Language of document :

Notice for the OJ

 

Action brought on 19 January 2005 by IMI plc, IMI Kynoch Ltd. and Yorkshire Copper Tube against the Commission of the European Communities

    (Case T-18/05)

    Language of the case: English

An action against the Commission of the European Communities was brought before the Court of First Instance of the European Communities on 19 January 2005 by IMI plc, established in Birmingham (United Kingdom), IMI Kynoch Ltd., established in Birmingham (United Kingdom) and Yorkshire Copper Tube, established in Liverpool (United Kingdom), represented by M. Struys and D. Arts, lawyers.

The applicants claim that the Court should:

-    annul Article 1 insofar as it relates to the companies listed in Article 1 (h), (i) and (j) and annul Article 2 (f) of the Commission Decision dated 3 September 2004 and amended by written procedure on 20 October 2004 in case COMP/E-1/38.069-copper plumbing tubes;

-    alternatively, reduce the fines imposed on the applicants;

-    order the Commission to pay the costs.
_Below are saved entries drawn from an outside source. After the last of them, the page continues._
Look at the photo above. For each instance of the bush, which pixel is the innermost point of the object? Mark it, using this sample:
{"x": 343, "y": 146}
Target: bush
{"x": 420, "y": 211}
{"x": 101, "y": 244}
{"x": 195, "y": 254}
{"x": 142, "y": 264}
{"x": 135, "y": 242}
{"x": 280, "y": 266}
Pleas in law and main arguments

In the contested decision, the Commission found an infringement of Article 81(1) EC and Article 53(1) EEA by several undertakings in the copper plumbing sector. The infringement comprised three separate manifestations: arrangements among the so-called SANCO producers, arrangements among the so called WICU and Cuprotherm producers and arrangements among the broader group of copper plumbing tube producers. According to the decision, the applicants were not aware or could not have reasonably foreseen the SANCO arrangements and the WICU and Cuprotherm arrangements.

In support of their application, the applicants submit a violation of the principle of non-discrimination. According to the applicants, the Commission favoured, because of the way it conducted its investigation, some of the undertakings. The applicants state that they were the last companies to receive a request for information and therefore were also the last to apply for leniency, resulting in only a 10% reduction of the fine on that ground.

The applicants furthermore submit that the Commission erred in finding that the SANCO arrangements were not significantly tighter than the arrangements in the broader group. They also submit that the absence of differentiation at the level of the fines between the participants in the SANCO arrangements and participants in the broader group of producers, violates the principle of non-discrimination and the principle according to which responsibility for violating competition law is personal in nature.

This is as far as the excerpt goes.